Canadian organization

The University Women's Club of Toronto is a Canadian organization that was founded in 1903 to promote women's education. Its parent organization is Canadian Federation of University Women.

== History ==
The University Women's Club of Toronto was founded in 1903 by 22 women from seven universities, to promote women's education. They raised funds for scholarships, and provided a networking and social opportunity for women graduates.

They also organised campaigns on behalf of women, such as in 1907 when King's College Law School graduate Mabel French was refused entrance to the New Brunswick bar. This led to the Legislative Assembly of New Brunswick passing "An Act to Remove the Disability of Women so far as Relates to the Study and Practice of the Law".

Margaret Robertson Watt from the Women's Institute in England spoke to the club in 1919 about her work. In 1921, the club's vice-president, May Skinner, delivered an address to Marie Curie, at the Canadian Federation at a meeting in Niagara Falls.
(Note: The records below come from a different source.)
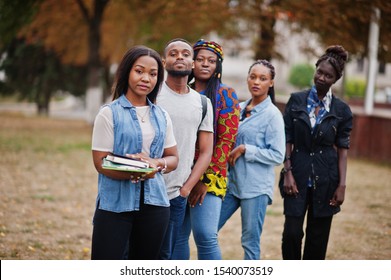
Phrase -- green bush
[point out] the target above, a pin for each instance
(301, 75)
(355, 88)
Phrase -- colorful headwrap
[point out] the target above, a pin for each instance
(211, 46)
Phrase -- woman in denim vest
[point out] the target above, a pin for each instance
(132, 209)
(259, 147)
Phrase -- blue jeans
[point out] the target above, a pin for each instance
(203, 221)
(177, 216)
(252, 215)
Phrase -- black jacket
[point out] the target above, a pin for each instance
(315, 154)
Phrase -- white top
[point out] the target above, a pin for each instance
(185, 111)
(103, 132)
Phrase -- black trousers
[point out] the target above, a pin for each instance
(134, 235)
(316, 235)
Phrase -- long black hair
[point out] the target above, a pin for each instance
(121, 84)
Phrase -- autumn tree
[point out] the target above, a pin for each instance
(344, 22)
(96, 33)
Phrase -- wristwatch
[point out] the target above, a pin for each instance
(286, 170)
(164, 169)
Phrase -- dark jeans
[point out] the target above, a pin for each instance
(177, 217)
(316, 240)
(133, 235)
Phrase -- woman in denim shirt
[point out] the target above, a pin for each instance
(260, 146)
(132, 210)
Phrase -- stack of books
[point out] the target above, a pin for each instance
(122, 163)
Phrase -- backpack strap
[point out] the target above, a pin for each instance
(204, 108)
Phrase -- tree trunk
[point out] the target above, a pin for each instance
(94, 95)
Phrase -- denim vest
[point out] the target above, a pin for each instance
(123, 195)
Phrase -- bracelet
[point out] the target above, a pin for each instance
(286, 170)
(165, 166)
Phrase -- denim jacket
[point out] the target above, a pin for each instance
(263, 135)
(123, 195)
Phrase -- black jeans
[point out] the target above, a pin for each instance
(316, 240)
(143, 231)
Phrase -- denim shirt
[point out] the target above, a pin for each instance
(263, 135)
(123, 195)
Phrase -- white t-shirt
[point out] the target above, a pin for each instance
(185, 111)
(103, 132)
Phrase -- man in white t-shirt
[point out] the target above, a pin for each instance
(184, 106)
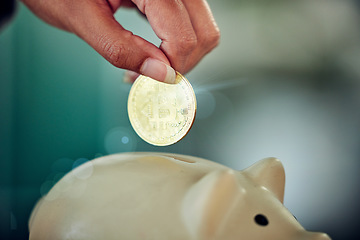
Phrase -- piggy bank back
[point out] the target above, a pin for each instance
(162, 196)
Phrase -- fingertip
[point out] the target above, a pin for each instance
(158, 70)
(130, 77)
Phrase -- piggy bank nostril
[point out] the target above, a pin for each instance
(261, 220)
(320, 236)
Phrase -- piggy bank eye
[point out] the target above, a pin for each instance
(261, 220)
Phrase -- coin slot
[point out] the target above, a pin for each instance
(179, 158)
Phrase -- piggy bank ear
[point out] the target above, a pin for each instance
(208, 203)
(268, 173)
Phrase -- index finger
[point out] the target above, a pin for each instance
(172, 24)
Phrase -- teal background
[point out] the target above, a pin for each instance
(283, 82)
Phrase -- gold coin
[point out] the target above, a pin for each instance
(160, 113)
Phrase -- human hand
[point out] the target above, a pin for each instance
(186, 28)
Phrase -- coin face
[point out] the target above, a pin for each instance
(160, 113)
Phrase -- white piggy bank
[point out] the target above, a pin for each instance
(161, 196)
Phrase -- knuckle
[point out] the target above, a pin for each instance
(186, 44)
(114, 52)
(210, 39)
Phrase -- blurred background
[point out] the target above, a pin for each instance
(284, 82)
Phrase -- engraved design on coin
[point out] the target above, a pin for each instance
(160, 113)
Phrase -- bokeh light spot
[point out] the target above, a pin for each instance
(120, 139)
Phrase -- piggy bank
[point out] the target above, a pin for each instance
(162, 196)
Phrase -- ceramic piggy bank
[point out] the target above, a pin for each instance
(161, 196)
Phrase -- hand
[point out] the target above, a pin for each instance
(186, 28)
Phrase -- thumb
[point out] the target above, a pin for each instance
(121, 47)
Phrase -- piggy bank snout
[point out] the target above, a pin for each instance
(317, 236)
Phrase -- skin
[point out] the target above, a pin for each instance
(186, 28)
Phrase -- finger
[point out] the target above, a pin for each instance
(171, 23)
(205, 27)
(97, 26)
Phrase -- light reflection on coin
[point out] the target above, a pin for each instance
(160, 113)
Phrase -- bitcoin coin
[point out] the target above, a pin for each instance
(160, 113)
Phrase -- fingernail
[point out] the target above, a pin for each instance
(130, 77)
(158, 70)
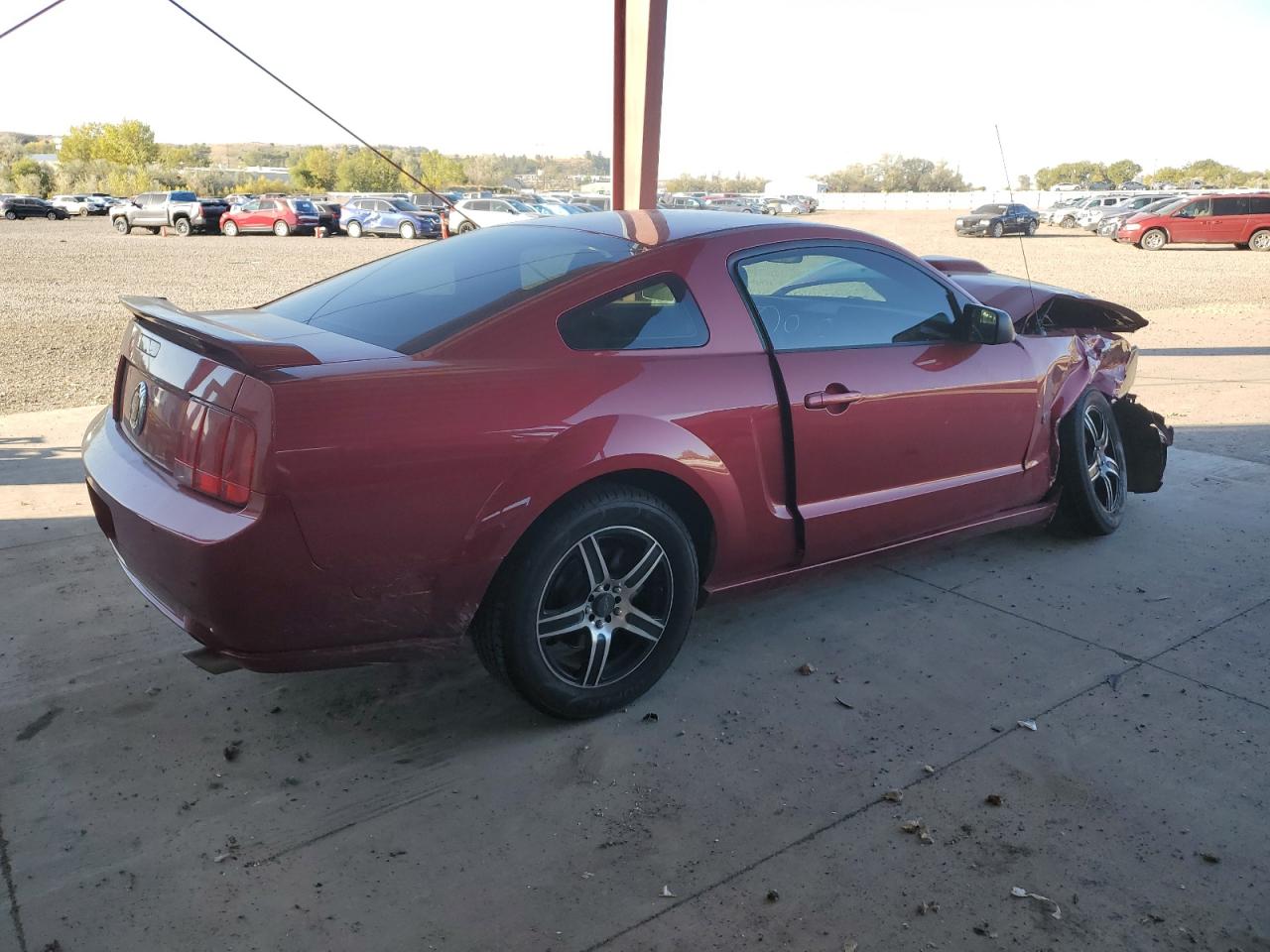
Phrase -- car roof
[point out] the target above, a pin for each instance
(661, 226)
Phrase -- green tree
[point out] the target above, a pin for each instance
(128, 143)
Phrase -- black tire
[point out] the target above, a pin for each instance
(1091, 493)
(547, 565)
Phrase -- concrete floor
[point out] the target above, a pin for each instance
(426, 807)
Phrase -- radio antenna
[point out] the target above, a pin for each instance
(1010, 188)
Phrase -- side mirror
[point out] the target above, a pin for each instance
(987, 325)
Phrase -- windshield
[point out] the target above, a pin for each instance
(414, 299)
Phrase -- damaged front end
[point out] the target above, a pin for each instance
(1107, 365)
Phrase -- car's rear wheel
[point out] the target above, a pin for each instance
(593, 606)
(1091, 468)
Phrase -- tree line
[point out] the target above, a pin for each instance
(125, 159)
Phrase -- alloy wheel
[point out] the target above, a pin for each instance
(1103, 461)
(604, 607)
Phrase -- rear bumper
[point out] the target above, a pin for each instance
(239, 581)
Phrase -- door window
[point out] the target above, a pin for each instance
(826, 298)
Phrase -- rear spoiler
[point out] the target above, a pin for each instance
(223, 343)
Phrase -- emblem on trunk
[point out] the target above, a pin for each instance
(137, 408)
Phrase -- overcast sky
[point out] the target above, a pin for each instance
(756, 86)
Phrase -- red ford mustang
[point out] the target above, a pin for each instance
(559, 436)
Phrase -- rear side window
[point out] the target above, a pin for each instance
(656, 315)
(1230, 206)
(414, 299)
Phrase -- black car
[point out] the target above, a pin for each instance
(27, 207)
(997, 220)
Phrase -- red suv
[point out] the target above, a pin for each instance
(282, 216)
(1241, 220)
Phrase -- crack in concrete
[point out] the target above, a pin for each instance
(7, 873)
(807, 838)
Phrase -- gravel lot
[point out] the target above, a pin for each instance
(1207, 345)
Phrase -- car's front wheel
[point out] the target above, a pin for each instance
(593, 606)
(1091, 468)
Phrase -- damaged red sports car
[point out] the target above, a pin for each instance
(557, 438)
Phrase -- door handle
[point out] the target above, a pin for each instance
(834, 399)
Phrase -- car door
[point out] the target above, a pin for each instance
(1189, 223)
(1229, 216)
(901, 426)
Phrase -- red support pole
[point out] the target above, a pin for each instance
(639, 60)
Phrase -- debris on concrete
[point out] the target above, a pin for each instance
(1020, 892)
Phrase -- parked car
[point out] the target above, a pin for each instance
(784, 206)
(997, 220)
(388, 216)
(282, 216)
(530, 438)
(1111, 222)
(1089, 216)
(472, 213)
(183, 212)
(1241, 220)
(80, 206)
(30, 207)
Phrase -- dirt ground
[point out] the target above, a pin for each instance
(1209, 306)
(148, 805)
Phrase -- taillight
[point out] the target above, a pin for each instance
(216, 453)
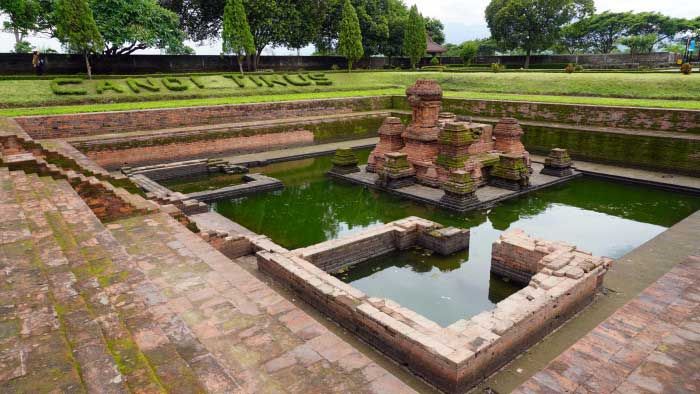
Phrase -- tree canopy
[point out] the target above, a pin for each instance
(131, 25)
(22, 17)
(532, 25)
(350, 36)
(603, 32)
(435, 29)
(236, 37)
(76, 28)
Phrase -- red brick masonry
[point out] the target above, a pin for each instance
(651, 345)
(64, 126)
(452, 358)
(673, 120)
(204, 148)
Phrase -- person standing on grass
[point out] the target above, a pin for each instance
(38, 63)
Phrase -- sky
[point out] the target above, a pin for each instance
(463, 19)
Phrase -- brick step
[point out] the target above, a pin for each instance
(217, 128)
(37, 356)
(101, 313)
(112, 287)
(159, 241)
(106, 201)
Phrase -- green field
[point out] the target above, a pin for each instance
(672, 90)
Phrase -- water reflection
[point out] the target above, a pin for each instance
(603, 217)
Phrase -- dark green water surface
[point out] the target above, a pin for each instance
(201, 183)
(606, 218)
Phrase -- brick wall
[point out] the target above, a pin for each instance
(65, 126)
(115, 158)
(453, 358)
(672, 120)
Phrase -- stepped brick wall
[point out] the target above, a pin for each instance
(673, 120)
(65, 126)
(453, 358)
(152, 154)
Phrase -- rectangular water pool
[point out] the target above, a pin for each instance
(603, 217)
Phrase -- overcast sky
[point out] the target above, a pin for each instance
(463, 19)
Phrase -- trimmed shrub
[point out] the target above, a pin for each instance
(136, 85)
(60, 87)
(320, 79)
(299, 81)
(498, 67)
(174, 84)
(686, 68)
(198, 82)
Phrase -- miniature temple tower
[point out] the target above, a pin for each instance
(421, 136)
(389, 141)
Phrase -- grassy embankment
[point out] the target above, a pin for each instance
(35, 97)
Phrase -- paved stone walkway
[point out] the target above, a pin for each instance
(262, 340)
(144, 305)
(650, 345)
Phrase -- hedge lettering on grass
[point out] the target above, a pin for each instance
(145, 85)
(105, 85)
(137, 84)
(174, 84)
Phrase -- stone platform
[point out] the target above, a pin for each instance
(142, 304)
(487, 195)
(650, 345)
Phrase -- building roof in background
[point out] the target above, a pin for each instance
(434, 47)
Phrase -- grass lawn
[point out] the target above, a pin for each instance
(25, 97)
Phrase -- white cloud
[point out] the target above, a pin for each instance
(464, 19)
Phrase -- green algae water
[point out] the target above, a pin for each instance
(201, 183)
(603, 217)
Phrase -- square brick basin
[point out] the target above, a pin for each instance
(563, 281)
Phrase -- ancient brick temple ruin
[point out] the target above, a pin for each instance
(440, 149)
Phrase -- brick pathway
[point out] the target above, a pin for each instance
(144, 305)
(651, 345)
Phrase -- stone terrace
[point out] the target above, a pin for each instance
(650, 345)
(142, 304)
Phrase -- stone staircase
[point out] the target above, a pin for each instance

In 1922, the club sent 22 delegates to an international meeting of university women's clubs in Paris.

In 1929, the club began planning for a new clubhouse location; they bought a mansion later that year, at 162 St. George Street. The club hosted prominent speakers and celebrated women's academic achievement, for example when it honored paleontologist Madeleine Fritz in 1940, after she became a fellow of the Geological Society of America.

The club sold its building on St. George Street in 2010, and began using the Faculty Club at the University of Toronto as its meeting space. The club marked its 120th year in 2023.